Bartłomiej Drągowski—5: Hard to rate a goalkeeper who didn’t do anything in his 45 minutes. Claimed one cross well and missed one long-is pass and that was it. Hope he’s okay, but with survival pretty well assured, wouldn’t be upset if he sat out the remainder and focused on his beard, especially if it gave Federico Brancolini another cameo.
Martín Cáceres—4: Ran up and down but had a few serious wobbles, particularly when tracking João Pedro and Charalampos Lykogiannis. Perfectly adequate in a game that nobody wanted to win.
Nikola Milenković—4: Pick of the litter in defense. Made some good stops, particularly on João Pedro, and never looked all that fussed by bruiser Leonardo Pavoletti. Never really came forward, but that’s not shocking.
Germán Pezzella—4: A couple of nervous moments, including a terrible giveaway that forced Pulgar into a card, but was perfectly adequate. You do wonder about the captain’s role when the team produces zero effort, though.
Igor—5.5: A couple of missed passes, a couple of giveaways, a couple of times caught napping. For the most part, though, he was fine. Did at least try to venture upfield occasionally to make something happen.
Cristiano Biraghi—3: Woof. Struggled against Gabriele Zappa and especially Nahitan Nández in defense. Offered less than nothing going forward, providing a litany of missed crosses, poorly-timed runs, and passes that got blocked. Let’s see Igor (or Maxi Olivera) in that spot, please.
Sofyan Amrabat—3.5: Ponderous is the best word. Tried to control the tempo at times but just gave the ball away. Didn’t break up play all that effectively either. Just extremely anonymous. Did take Radja Nainggolan out of the game, though, so there’s that.
Erick Pulgar—4: Confined space between the lines, which kept João Pedro and Nainggolan quiet, but was a big old nothingburger otherwise. Did set up Fiorentina’s only first half “shot” with a good corner that Cáceres turned well wide, but that was it.

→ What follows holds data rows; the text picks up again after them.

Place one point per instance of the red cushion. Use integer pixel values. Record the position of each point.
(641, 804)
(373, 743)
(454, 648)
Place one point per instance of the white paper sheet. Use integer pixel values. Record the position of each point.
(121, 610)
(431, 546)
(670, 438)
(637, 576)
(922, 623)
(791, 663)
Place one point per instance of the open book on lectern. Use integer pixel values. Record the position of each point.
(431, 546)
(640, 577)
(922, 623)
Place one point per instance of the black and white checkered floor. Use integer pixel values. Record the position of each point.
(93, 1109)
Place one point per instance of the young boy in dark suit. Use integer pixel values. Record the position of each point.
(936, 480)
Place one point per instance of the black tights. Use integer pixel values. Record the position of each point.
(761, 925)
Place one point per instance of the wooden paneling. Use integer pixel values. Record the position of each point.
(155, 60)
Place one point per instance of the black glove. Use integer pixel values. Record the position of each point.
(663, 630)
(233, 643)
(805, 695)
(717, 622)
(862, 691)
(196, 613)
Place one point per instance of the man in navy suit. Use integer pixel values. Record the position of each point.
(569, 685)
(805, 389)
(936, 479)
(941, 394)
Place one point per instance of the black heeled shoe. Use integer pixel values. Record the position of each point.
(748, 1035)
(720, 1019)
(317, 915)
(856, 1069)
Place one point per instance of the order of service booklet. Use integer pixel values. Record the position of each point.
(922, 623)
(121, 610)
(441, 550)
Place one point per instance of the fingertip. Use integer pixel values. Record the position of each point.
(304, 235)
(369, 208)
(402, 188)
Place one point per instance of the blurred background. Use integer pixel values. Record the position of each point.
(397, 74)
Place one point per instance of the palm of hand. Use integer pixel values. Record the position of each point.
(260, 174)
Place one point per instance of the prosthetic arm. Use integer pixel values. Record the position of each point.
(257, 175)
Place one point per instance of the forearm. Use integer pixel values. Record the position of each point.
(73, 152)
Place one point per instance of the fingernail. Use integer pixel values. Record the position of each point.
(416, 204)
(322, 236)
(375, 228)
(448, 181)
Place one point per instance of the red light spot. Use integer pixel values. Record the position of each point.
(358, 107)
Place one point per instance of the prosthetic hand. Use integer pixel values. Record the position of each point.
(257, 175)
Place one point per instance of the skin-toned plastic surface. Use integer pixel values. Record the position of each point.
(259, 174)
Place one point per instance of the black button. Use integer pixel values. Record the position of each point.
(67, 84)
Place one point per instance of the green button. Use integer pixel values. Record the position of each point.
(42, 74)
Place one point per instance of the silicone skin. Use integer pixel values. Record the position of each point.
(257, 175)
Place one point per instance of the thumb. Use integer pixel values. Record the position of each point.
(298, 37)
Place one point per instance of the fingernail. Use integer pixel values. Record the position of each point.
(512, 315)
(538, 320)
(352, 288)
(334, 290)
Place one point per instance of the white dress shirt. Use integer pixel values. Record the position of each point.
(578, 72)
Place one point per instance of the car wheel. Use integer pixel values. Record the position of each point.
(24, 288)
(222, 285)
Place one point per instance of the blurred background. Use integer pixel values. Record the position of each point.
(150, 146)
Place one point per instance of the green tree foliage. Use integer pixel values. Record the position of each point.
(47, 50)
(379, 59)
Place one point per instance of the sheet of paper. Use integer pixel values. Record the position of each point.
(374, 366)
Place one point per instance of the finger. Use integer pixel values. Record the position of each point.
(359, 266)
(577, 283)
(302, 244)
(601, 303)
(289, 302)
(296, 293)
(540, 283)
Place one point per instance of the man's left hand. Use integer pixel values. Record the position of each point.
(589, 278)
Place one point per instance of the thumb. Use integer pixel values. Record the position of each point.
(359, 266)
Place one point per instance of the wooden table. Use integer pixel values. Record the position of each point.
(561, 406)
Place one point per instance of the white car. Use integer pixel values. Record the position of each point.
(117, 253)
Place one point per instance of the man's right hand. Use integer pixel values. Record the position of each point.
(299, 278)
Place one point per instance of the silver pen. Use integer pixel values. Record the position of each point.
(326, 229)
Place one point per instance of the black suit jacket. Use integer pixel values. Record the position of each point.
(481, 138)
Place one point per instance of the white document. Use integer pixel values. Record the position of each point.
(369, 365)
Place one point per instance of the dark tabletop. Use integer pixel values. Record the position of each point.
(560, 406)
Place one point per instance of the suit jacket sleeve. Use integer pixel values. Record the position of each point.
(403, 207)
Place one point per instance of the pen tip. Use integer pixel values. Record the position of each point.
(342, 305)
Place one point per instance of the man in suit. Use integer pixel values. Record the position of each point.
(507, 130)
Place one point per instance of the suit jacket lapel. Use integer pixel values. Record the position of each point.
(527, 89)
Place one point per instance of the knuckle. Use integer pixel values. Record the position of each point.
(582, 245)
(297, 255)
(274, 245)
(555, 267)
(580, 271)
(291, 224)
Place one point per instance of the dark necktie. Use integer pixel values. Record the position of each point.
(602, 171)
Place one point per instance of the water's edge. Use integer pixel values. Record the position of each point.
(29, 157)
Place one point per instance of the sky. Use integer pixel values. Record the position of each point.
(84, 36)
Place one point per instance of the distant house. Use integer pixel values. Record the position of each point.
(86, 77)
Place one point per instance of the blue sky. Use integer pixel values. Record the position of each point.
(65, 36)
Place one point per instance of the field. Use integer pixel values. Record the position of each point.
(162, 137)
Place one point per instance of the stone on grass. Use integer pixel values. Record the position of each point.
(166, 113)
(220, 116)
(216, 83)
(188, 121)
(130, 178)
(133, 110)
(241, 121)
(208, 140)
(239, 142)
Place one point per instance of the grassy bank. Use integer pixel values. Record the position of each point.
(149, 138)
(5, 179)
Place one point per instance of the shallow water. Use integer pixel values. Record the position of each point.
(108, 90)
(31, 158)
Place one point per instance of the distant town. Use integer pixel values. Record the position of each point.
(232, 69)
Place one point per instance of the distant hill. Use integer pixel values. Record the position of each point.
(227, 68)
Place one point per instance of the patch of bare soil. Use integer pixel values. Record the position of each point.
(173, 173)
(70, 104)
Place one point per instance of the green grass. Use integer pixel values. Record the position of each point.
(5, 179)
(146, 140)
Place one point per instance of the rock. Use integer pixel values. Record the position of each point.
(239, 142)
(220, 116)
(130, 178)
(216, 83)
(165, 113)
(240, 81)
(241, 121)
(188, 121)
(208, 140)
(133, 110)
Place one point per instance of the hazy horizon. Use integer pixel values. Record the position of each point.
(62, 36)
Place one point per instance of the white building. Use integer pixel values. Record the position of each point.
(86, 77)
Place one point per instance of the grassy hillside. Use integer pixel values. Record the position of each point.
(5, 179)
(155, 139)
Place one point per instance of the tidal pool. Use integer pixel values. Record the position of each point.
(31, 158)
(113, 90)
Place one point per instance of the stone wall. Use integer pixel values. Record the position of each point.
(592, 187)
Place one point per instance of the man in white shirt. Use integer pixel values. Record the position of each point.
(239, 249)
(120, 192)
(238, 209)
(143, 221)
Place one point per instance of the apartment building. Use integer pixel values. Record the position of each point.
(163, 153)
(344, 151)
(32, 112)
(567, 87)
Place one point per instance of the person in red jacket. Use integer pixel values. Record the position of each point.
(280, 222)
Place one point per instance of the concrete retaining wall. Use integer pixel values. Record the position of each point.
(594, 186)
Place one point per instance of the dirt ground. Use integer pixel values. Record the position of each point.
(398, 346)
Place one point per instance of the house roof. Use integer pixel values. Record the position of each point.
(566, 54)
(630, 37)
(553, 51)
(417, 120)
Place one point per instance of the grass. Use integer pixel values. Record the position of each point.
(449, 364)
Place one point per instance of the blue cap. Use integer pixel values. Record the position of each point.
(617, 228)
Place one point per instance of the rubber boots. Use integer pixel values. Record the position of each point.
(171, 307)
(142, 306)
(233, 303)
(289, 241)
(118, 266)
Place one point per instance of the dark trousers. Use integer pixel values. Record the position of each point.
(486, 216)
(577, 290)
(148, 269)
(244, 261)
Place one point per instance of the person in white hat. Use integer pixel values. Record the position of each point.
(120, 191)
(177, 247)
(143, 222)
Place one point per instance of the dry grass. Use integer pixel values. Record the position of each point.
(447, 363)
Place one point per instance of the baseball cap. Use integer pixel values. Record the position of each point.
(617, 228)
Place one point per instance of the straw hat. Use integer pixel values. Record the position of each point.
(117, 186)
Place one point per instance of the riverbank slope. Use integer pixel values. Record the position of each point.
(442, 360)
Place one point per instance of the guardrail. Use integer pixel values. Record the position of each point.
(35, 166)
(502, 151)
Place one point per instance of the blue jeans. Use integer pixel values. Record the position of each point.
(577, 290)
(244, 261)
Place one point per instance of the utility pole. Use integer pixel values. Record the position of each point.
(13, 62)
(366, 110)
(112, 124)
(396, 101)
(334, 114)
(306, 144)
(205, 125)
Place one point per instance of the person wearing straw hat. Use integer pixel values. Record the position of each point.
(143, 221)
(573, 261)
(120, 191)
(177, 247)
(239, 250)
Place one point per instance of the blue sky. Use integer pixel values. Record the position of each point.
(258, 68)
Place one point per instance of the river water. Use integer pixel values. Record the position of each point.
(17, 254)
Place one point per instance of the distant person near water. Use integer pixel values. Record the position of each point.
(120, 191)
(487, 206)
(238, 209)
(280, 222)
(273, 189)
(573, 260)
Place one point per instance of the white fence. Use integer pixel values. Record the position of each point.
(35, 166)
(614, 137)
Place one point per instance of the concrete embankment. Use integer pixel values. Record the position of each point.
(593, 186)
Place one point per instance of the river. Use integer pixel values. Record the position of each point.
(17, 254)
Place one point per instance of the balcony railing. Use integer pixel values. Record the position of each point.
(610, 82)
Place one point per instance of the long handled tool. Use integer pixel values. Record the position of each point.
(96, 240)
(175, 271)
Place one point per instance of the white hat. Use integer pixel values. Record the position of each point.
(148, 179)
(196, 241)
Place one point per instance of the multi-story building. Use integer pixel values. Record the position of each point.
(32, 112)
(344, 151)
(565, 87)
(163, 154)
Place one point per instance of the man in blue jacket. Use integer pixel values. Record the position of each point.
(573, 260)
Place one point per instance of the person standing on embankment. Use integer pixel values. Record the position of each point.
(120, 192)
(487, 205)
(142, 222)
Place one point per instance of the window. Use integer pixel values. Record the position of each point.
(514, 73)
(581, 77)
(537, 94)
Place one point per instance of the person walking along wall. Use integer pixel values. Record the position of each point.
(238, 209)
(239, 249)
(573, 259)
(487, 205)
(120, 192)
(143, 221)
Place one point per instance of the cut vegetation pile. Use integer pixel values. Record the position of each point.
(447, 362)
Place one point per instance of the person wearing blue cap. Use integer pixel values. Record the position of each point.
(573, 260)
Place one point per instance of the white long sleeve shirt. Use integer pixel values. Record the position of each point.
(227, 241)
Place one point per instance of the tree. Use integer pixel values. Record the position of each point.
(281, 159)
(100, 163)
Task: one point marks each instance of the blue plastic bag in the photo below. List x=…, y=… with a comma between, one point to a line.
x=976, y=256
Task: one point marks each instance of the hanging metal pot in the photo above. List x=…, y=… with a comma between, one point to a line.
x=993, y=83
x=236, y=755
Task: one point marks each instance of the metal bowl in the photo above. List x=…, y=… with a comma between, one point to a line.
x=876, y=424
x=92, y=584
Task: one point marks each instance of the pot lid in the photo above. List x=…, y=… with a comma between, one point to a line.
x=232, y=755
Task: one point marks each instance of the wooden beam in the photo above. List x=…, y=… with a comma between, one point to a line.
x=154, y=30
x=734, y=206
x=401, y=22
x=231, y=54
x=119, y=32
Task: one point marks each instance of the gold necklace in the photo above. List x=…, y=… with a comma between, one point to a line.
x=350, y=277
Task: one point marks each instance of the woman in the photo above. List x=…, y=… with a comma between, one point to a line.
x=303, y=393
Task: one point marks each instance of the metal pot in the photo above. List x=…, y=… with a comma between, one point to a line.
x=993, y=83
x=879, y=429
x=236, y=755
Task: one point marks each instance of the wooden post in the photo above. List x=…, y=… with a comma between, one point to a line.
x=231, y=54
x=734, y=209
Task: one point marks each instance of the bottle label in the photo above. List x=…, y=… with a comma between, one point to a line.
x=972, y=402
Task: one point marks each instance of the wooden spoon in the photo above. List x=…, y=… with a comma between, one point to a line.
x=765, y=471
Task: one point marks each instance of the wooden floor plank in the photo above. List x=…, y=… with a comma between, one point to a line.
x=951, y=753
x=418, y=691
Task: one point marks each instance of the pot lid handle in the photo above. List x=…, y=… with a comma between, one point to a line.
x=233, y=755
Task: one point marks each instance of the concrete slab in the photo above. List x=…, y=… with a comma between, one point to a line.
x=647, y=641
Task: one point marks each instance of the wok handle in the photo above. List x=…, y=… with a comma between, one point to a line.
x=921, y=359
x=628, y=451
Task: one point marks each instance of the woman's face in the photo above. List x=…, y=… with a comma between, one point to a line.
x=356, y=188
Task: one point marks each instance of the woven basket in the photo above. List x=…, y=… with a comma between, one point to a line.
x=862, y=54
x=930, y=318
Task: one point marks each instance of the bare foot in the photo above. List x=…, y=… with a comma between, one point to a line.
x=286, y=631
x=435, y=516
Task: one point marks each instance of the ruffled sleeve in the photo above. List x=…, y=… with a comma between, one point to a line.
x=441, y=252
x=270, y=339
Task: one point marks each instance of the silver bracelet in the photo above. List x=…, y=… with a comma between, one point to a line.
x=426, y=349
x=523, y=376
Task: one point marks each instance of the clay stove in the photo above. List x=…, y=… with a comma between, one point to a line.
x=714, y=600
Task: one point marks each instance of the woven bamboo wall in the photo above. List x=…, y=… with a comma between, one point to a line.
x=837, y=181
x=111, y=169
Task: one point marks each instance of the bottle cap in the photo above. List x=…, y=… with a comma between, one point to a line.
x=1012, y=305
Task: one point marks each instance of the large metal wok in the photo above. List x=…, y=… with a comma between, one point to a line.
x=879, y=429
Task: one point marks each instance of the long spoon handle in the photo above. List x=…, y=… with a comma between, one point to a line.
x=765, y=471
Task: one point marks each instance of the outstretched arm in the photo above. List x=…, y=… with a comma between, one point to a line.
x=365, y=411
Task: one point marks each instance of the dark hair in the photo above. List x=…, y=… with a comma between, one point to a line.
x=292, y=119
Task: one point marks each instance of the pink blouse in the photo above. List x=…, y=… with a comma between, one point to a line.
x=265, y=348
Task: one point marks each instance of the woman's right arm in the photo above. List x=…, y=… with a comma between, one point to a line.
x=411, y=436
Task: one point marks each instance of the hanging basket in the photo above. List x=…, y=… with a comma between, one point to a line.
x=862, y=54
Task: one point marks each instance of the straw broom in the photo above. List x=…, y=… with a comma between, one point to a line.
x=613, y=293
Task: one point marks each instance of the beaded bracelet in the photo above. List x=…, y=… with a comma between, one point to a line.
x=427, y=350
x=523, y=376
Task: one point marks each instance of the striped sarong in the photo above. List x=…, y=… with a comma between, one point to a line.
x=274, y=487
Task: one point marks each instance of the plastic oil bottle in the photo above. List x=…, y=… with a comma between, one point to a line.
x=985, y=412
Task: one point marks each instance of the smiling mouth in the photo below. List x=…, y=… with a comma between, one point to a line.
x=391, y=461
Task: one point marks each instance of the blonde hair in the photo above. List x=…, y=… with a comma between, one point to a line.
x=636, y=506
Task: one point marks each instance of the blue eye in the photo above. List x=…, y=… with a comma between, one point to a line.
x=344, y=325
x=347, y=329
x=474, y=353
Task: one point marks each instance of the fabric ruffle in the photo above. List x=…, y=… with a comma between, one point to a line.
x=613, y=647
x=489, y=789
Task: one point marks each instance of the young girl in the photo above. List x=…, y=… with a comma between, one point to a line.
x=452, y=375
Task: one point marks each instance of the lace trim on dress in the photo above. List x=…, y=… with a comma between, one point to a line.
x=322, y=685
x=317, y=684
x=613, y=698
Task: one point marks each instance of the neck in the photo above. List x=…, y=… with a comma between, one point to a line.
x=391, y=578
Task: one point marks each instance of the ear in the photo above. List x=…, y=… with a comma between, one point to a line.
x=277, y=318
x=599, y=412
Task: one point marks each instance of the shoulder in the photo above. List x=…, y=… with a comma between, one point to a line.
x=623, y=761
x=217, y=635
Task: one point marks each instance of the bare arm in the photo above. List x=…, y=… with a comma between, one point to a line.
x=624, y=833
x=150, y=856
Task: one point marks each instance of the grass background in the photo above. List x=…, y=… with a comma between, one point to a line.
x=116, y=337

Giacomo Bonaventura—3.5: Looked feisty but completely ineffective. Not the sort of player who can link with the attack, but more of an extra runner; when tasked with the full creative burden, predictably fell short. Can’t blame him too much given the makeup of the rest of the team, but he wasn’t great.
Christian Kouamé—1.5: Boy howdy. There’s a good player in there somewhere, but it’s tough to imagine him emerging in Florence this year. His touch is gone and he’s incredibly tentative. Looks terrified to make mistakes, with the result that he makes more mistakes and builds up this feedback loop of awfulness for himself.
Dušan Vlahović—4.5: Very isolated up front and rarely got a touch. Never seemed to roll off his marker. Played on the left side to start with and dropped too deep while trying to connect with his teammates, which took him out of the game entirely. Get this man some help.
Pietro Terracciano—4: Didn’t have anything to do other than exude Fun Dad Energy™, aside from that time when he utterly flattened Pavoletti when claiming a cross. That was cool.
Gaetano Castrovilli—4: Had a couple of moments where he looked like he was on the verge of doing something cool, but never followed through.
José Callejón—2: No.
Lorenzo Venuti—4.5: Bumping his grade up just because he was so smiley when he came on when this game desperately needed something joyful.
Three things we learned
1. The biscotto is alive and well. In calcio, a biscotto isn’t a nice cookie but a pre-arranged result that benefits both sides. This one, in which Cagliari and Fiorentina were both better served by taking a point each and waiting for Atalanta to steamroll Benevento, which would confirm the Viola’s safety and effectively secure the same for the Isolani. While this probably wasn’t the result of any pre-match discussions, both teams knew that shared spoils would suit them just fine and played like it. That this is the second time we’ve seen a display like this from Fiorentina in the past 3 years (2018-2019’s final game against Genoa being the other) only doubles the disgrace. If you’re not going to go out and try to win against one of the few teams worse than you are, what’s the point of even playing?
2. Giuseppe Iachini isn’t the answer. Aside from what sure felt like an uncalled for shot at Cesare Prandelli in his pre-match comments yesterday, Beppe demonstrated for once and for all why he’s not a long-term solution to the coaching problems that have plagued Fiorentina since Vincenzo Montella’s first stint. You can look at this game in one of two ways: either it was a biscotto (see above), or Iachini did his best to fire up the players and create a good attacking setup. Either way, the result is indescribably disappointing. Iachini is far from the root of the problem that’s infested the Viola for years, but you can’t ignore what happened here.
3. You can’t draw too many conclusions from a shameful display like this. Doing player grades feels like an exercise in futility when nobody cares and nobody’s trying. Whoever’s the new coach has a massive job in front of them to change this culture of acquiescence to failure. We’ve known that for a long, long time, but games like this only drive the point home that much harder. I despise writing about fixtures like this even more than I despise watching them.